The looting of King Béhanzin’s artworks by France was by no means unique. The national museums, along with other public galleries, cultural centres and academic institutions in the imperialist centres of Europe and North America are stuffed full of looted artefacts. Stolen during colonial wars of conquest or procured in dubious circumstances, they should be returned to their places of origin if requested. Far from being carefully preserved, as these venerable institutions claim, many of the artefacts languish in storage, often not even catalogued or properly safeguarded, as the theft of 1,500 items from the British Museum that recently came to light demonstrated.
The issue of the restitution of such artefacts, so long rejected by the colonial powers, has now become entangled in broader geopolitical conflicts, with a few institutions now repatriating—or offering to repatriate—a handful as a public relations exercise.
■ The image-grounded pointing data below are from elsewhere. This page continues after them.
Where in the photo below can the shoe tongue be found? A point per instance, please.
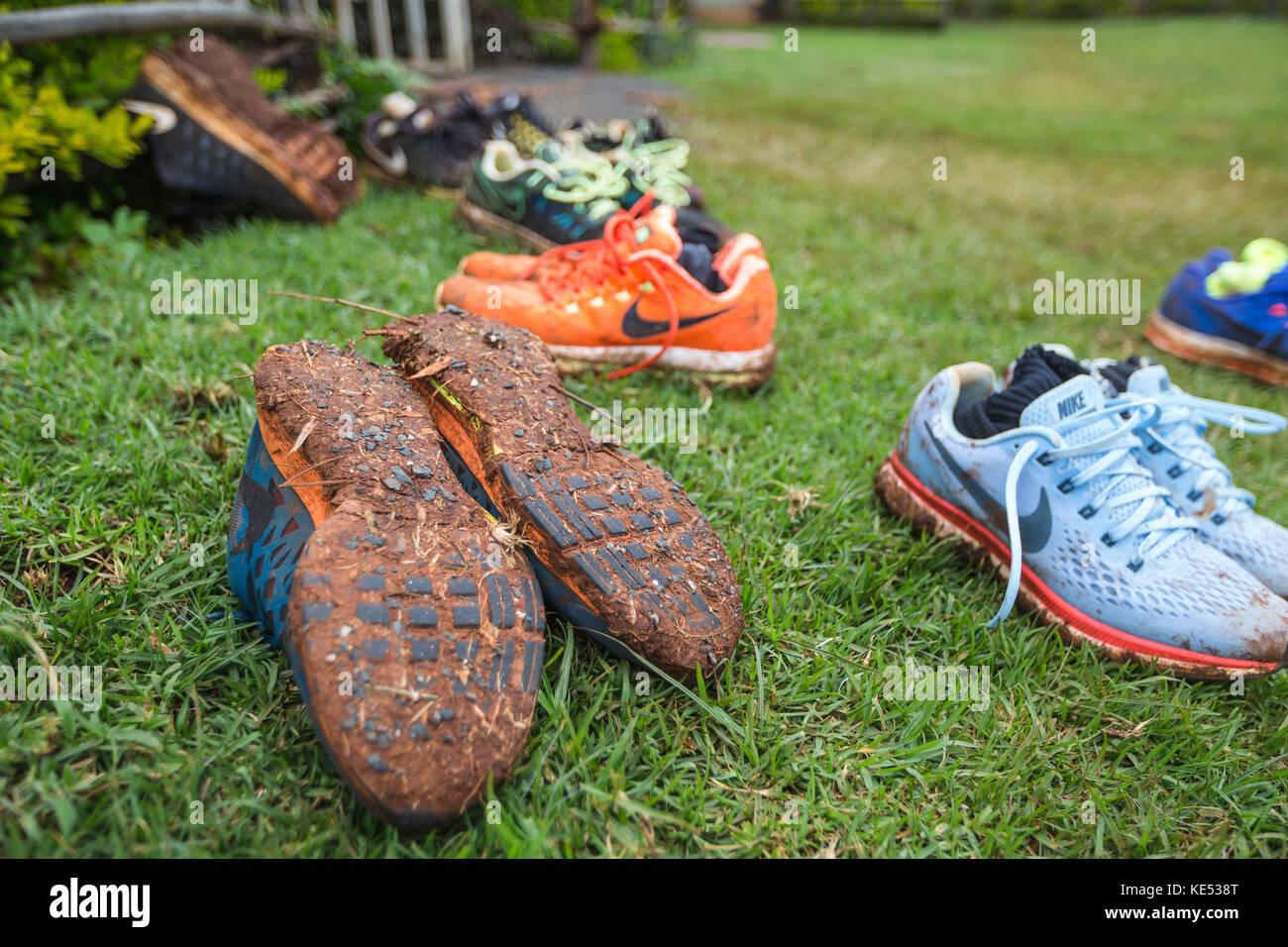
(656, 231)
(1149, 380)
(1077, 397)
(1073, 398)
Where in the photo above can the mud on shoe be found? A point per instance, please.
(416, 637)
(1039, 480)
(214, 133)
(621, 551)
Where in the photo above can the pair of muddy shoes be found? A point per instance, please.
(399, 530)
(215, 134)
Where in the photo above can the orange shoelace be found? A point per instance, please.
(568, 269)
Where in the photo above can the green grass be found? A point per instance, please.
(1108, 163)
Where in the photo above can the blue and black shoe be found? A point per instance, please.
(1229, 312)
(1175, 449)
(413, 624)
(1039, 479)
(552, 198)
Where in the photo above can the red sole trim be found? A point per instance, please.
(1083, 624)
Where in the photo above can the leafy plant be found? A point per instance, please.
(44, 140)
(361, 82)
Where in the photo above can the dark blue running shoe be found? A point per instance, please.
(1229, 312)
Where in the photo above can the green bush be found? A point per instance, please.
(43, 136)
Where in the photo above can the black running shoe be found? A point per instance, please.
(423, 146)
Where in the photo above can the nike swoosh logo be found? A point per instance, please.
(1034, 527)
(635, 328)
(162, 116)
(394, 163)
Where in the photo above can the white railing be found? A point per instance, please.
(454, 16)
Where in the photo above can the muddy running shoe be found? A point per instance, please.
(1229, 312)
(636, 298)
(1039, 480)
(1176, 451)
(412, 622)
(214, 133)
(622, 552)
(544, 201)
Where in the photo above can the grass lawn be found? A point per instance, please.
(1107, 163)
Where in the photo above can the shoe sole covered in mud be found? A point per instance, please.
(415, 635)
(622, 552)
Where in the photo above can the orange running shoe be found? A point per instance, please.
(636, 298)
(487, 264)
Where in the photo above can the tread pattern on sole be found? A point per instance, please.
(416, 635)
(614, 528)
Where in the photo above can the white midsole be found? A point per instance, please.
(1212, 344)
(674, 357)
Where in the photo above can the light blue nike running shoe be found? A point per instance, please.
(1041, 479)
(1179, 455)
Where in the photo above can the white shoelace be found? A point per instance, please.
(1157, 522)
(1180, 429)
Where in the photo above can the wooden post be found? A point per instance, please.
(417, 31)
(344, 22)
(381, 34)
(458, 43)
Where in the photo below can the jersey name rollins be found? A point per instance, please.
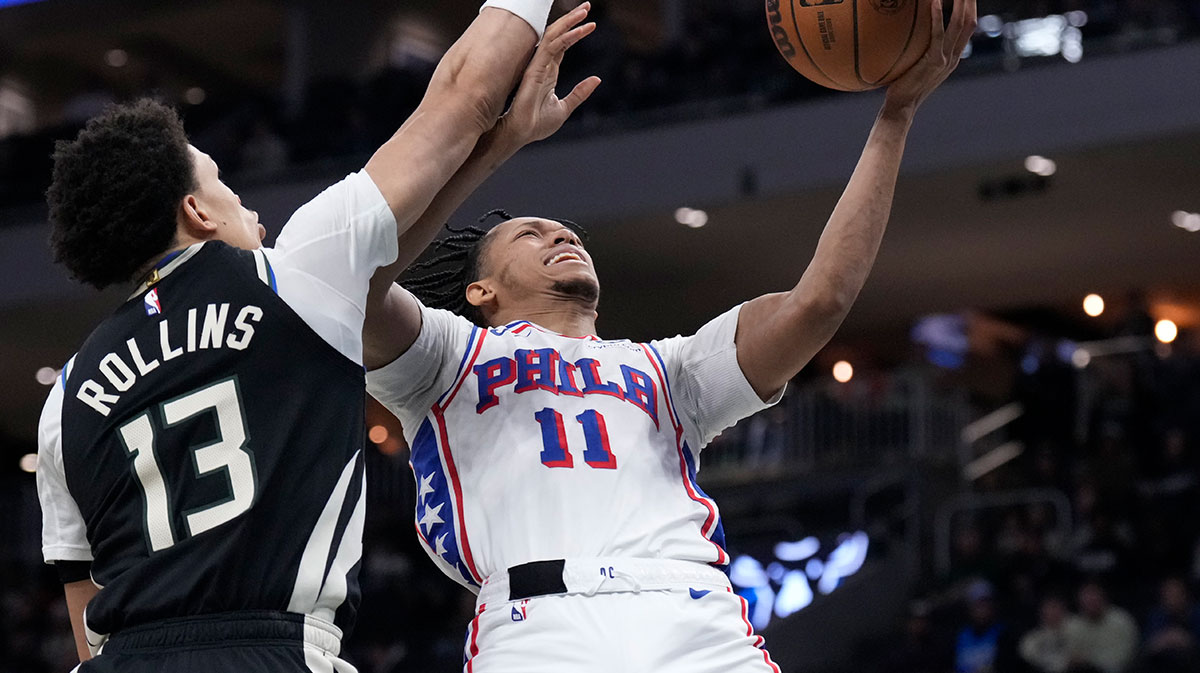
(211, 332)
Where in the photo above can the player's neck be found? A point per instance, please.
(559, 317)
(180, 244)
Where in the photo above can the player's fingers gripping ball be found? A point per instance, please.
(847, 44)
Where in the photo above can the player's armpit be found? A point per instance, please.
(391, 326)
(78, 595)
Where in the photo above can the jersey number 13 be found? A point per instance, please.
(227, 454)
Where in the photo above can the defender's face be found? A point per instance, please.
(531, 256)
(235, 224)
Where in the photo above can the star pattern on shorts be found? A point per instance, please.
(431, 517)
(425, 488)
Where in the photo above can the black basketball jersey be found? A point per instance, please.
(213, 443)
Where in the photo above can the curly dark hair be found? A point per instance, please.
(115, 192)
(454, 263)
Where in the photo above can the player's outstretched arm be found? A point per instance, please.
(779, 334)
(394, 319)
(462, 102)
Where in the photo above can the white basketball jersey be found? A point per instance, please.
(529, 445)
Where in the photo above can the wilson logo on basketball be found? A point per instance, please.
(888, 6)
(777, 31)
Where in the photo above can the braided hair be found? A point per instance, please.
(453, 264)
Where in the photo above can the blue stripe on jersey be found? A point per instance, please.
(718, 536)
(466, 355)
(435, 503)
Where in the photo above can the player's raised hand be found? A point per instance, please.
(537, 110)
(946, 47)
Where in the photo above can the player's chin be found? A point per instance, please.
(581, 287)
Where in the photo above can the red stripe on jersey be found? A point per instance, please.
(711, 521)
(759, 642)
(444, 445)
(474, 637)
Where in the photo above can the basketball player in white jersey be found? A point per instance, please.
(199, 464)
(556, 469)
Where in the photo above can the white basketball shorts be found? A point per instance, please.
(610, 616)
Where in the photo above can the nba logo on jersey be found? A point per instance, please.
(519, 612)
(153, 306)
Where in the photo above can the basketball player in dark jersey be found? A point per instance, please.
(201, 469)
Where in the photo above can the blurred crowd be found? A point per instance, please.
(1107, 581)
(712, 59)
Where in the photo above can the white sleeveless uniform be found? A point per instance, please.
(529, 445)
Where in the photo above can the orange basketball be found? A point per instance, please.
(850, 44)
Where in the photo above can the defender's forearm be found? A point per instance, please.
(462, 102)
(485, 160)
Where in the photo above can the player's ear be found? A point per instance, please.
(481, 293)
(193, 220)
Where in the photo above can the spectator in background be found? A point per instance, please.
(922, 650)
(983, 644)
(264, 151)
(1173, 630)
(1045, 648)
(1103, 637)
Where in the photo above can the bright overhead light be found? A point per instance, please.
(691, 217)
(117, 58)
(843, 372)
(1081, 358)
(1167, 331)
(1041, 166)
(1186, 221)
(378, 434)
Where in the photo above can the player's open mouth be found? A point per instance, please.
(564, 257)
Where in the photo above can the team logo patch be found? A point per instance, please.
(154, 307)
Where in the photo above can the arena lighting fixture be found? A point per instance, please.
(1081, 359)
(1167, 331)
(1041, 166)
(786, 586)
(691, 217)
(117, 58)
(843, 372)
(378, 434)
(1186, 221)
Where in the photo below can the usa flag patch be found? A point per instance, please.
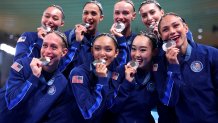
(115, 75)
(21, 39)
(155, 67)
(16, 66)
(77, 79)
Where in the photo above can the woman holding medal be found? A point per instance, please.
(136, 95)
(30, 43)
(190, 73)
(81, 37)
(124, 13)
(91, 82)
(151, 12)
(38, 92)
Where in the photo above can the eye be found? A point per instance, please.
(56, 18)
(144, 15)
(93, 13)
(143, 50)
(133, 49)
(108, 49)
(165, 30)
(47, 16)
(176, 25)
(54, 47)
(125, 13)
(152, 12)
(97, 48)
(85, 13)
(44, 45)
(116, 12)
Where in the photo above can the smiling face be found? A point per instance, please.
(172, 28)
(141, 50)
(52, 17)
(53, 47)
(92, 15)
(104, 48)
(150, 14)
(124, 12)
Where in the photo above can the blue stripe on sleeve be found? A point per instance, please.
(12, 103)
(88, 114)
(167, 94)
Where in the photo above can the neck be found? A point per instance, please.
(183, 48)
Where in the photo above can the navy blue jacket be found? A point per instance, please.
(125, 43)
(28, 45)
(133, 101)
(191, 85)
(31, 99)
(91, 92)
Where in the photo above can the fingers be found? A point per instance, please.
(101, 70)
(114, 32)
(171, 55)
(36, 66)
(80, 30)
(129, 73)
(41, 32)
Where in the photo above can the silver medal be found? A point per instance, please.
(102, 61)
(168, 44)
(46, 28)
(86, 25)
(119, 27)
(133, 64)
(45, 60)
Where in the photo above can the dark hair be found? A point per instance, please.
(170, 13)
(130, 2)
(108, 35)
(63, 37)
(96, 3)
(153, 38)
(149, 2)
(60, 8)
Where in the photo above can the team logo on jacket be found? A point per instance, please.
(115, 75)
(155, 67)
(21, 39)
(77, 79)
(51, 90)
(196, 66)
(16, 66)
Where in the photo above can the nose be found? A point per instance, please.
(149, 17)
(172, 31)
(102, 53)
(119, 17)
(89, 16)
(137, 54)
(47, 51)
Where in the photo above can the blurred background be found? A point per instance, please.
(18, 16)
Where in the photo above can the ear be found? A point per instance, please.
(133, 16)
(116, 53)
(186, 27)
(162, 12)
(64, 52)
(62, 23)
(154, 52)
(101, 17)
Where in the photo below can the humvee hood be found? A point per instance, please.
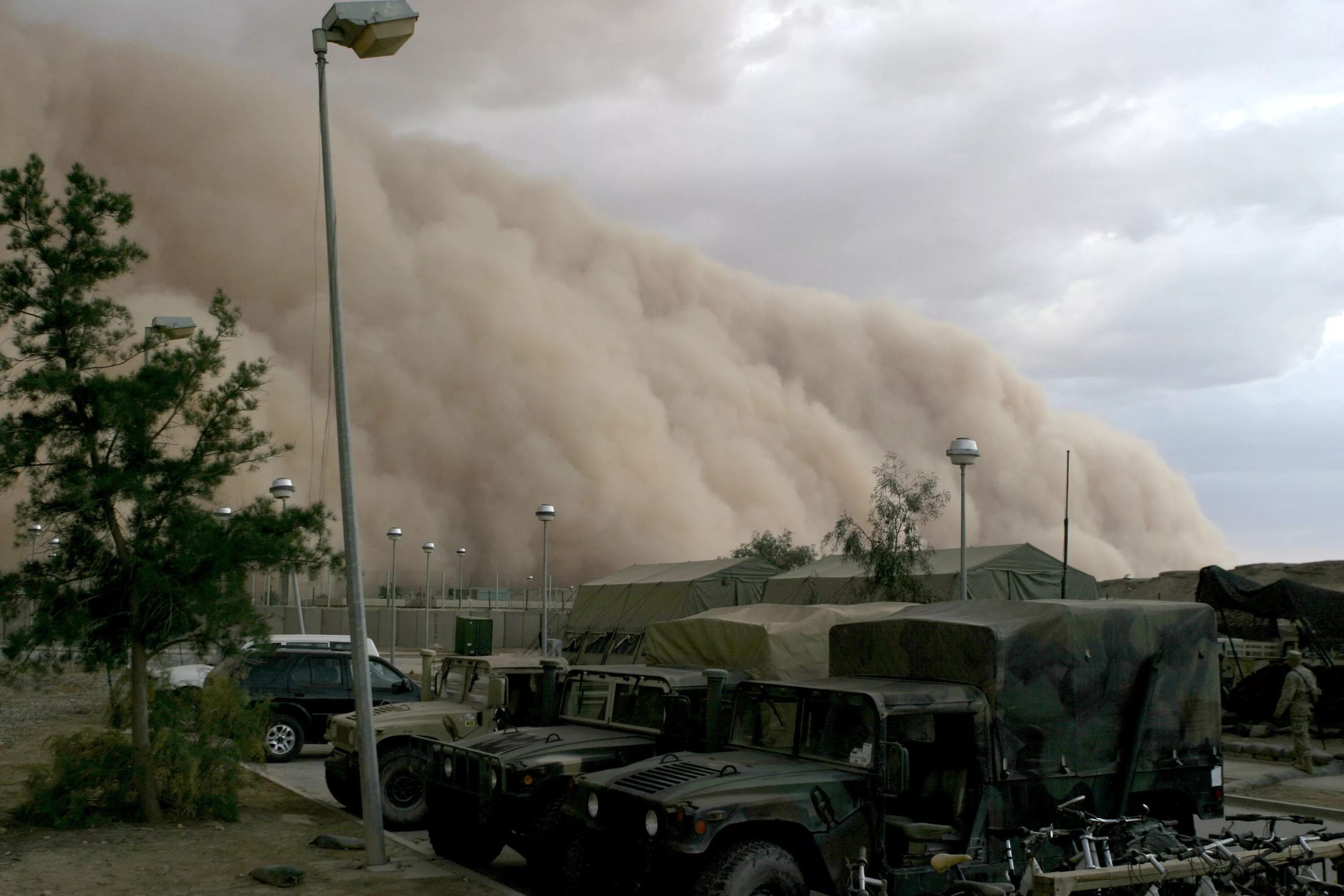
(682, 777)
(522, 745)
In the case of the 26 statues, their restitution was a transparent attempt by Macron to bolster France’s plummeting relations with its former colonies. Speaking at Ouagadougou, Burkina Faso, during a trip to West Africa in 2017, where he faced great hostility, Macron launched a “new relationship between France and countries on the African continent” and vowed the return of African artifacts would become “a top priority” for France.
Africa’s national bourgeois leaders are likewise seeking the return of these artifacts for their own purposes. In Benin Republic, President Patrice Talon’s government is spending €1 billion on four museums in a bid to make culture and tourism the country’s second economic pillar after agriculture. Like so many leaders of newly “independent” countries, Talon, a cotton magnate, is using museums and the country’s cultural artefacts to cultivate a sense of national identity, pride and unity and cover over the massive class differences between the handful of super rich and the impoverished masses. But his lavish reception party welcoming the return of the statues cut no ice with the people of Benin who saw it for what it was—a sordid public relations exercise to burnish his image.
In power since 2016, Talon has packed institutions with his own supporters, neutered opposition parties and clamped down on the media. The poverty rate in the country’s 13 million population stands at 36 percent. While official unemployment is just 2.4 percent, underemployment is a massive 72 percent as around 90 percent of the workforce works in the informal sector on a casual, day by day basis. Inflation has risen, driven by higher food and petroleum prices, particularly since the start of the US/NATO-led war against Russia in Ukraine.
Diop herself only hints at this in her interview with The Africa Report, when she admits she had to select most of the students who participated in the discussion because “it wasn’t easy to find young people in Benin who could express themselves freely, without fear of being repressed by the authorities. But in Dahomey, their words and their point of view belong entirely to them.” While Diop said, “My film is a counter-narrative to a certain governmental scenario, but it allows a multiplicity of points of view to be expressed,” the film provided few scenes of Benin life outside the presidential palace and room hosting the students’ discussion.
The film, without dealing with the country’s history and its economic domination by monopolistic banks and corporations, does not and cannot provide a way forward or “transcend the present” to use Diop’s words. Her unspoken “liberal” opposition to Talon is based on an appeal for “justice,” “cultural identity,” “decolonialism” and “an African voice”, but is above all a rejection of the class basis of society and the international nature of the working class without which nothing can be understood and nothing fundamental can be changed.